Actions are individual steps that a user would take within your application to perform a certain task.

An action is comprised of an event, value (optional) and selector.

An event can be one of: click, type, hover or select and the value can be anything you want.

The selector is the CSS selector of the element you want to target, eg. #signin-btn or .content h2

If your UI requires you to hover over an element to reveal something you want to click on, you will need to create a hover action before your click action.

You can add as many actions as you like in any order in the test editor.

A simple action flow would look like:

  1. Type [email protected] into input[name=email]

  2. Type password into input[name=password]

  3. Click input[type=submit]

Best Practices

Ensuring that your test executes successfully will require some thought about how to structure your actions.

1. Use clean, well-structured HTML

Avoid using generic markup in your application like a list of inputs all using a bare <input> tag. While this will work for a real user, Firelab needs to be able to target a unique element on your page, so using a selector like <input> could result in the value being added to multiple input fields.

Instead, use attributes to uniquely identify your elements, like this: <input type='password' name='password' /> This will enable you to use a specific selector in Firelab to target this input. Your Firelab selector is then: input[name=password]

Use the inspector in your browser to identify elements easily.

2. Avoid CSS Class Module Names

CSS class modules should be avoided as these will change every time your application builds, so future tests may fail when the class name changes.

For optimal performance, add a data-firelab attribute to HTML elements you want to interact with. This will ensure your tests work even after making changes to your code structure.

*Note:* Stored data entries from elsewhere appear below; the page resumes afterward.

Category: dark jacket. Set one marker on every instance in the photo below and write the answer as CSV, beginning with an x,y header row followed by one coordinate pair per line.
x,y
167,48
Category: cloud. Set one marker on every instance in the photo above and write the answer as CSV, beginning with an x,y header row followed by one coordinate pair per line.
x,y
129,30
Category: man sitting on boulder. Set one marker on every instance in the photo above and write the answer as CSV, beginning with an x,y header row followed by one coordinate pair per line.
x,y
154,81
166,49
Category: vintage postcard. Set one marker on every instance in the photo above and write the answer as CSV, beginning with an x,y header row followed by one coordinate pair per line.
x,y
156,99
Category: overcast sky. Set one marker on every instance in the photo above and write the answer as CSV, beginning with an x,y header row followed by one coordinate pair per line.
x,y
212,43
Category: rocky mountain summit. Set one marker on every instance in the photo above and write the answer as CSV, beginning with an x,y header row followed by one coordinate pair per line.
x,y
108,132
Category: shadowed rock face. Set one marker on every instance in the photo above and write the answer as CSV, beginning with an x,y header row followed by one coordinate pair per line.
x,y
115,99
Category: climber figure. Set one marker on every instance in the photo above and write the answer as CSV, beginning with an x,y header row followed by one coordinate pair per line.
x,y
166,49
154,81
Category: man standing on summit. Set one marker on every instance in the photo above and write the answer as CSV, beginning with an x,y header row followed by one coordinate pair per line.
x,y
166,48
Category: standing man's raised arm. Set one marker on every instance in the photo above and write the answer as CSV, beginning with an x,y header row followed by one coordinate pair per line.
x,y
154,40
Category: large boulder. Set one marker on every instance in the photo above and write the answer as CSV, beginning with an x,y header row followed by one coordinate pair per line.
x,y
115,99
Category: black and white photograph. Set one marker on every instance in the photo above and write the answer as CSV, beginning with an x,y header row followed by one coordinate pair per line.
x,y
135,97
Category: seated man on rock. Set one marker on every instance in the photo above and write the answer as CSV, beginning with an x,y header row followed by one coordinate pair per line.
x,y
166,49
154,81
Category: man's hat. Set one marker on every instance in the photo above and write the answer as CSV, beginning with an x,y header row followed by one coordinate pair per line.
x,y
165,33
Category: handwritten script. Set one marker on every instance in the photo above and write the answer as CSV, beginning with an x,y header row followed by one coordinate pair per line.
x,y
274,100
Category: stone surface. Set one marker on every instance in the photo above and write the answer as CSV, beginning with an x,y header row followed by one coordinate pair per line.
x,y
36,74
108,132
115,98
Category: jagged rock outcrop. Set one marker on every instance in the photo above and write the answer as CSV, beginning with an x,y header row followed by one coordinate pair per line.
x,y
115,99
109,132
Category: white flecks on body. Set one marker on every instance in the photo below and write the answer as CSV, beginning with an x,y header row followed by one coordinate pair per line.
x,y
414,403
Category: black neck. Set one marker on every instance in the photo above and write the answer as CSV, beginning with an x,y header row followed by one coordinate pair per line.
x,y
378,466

<button data-firelab='btn-sign-in' />

Instead, use a combination of HTML attributes, IDs, pseudo selectors or static CSS class names. You can combine these in nested selectors just like you would in a CSS stylesheet. If you want to be safe and create a robust testing environment, give test elements a unique ID within your application so targeting them with Firelab is easy and reliable. For example, use:

<button id='btn-upgrade'>

Instead of:

<button class='button_module_x64Y7w' />

3. Specify All Required Actions

Always ensure you specify all the actions required to trigger the desired response from your application.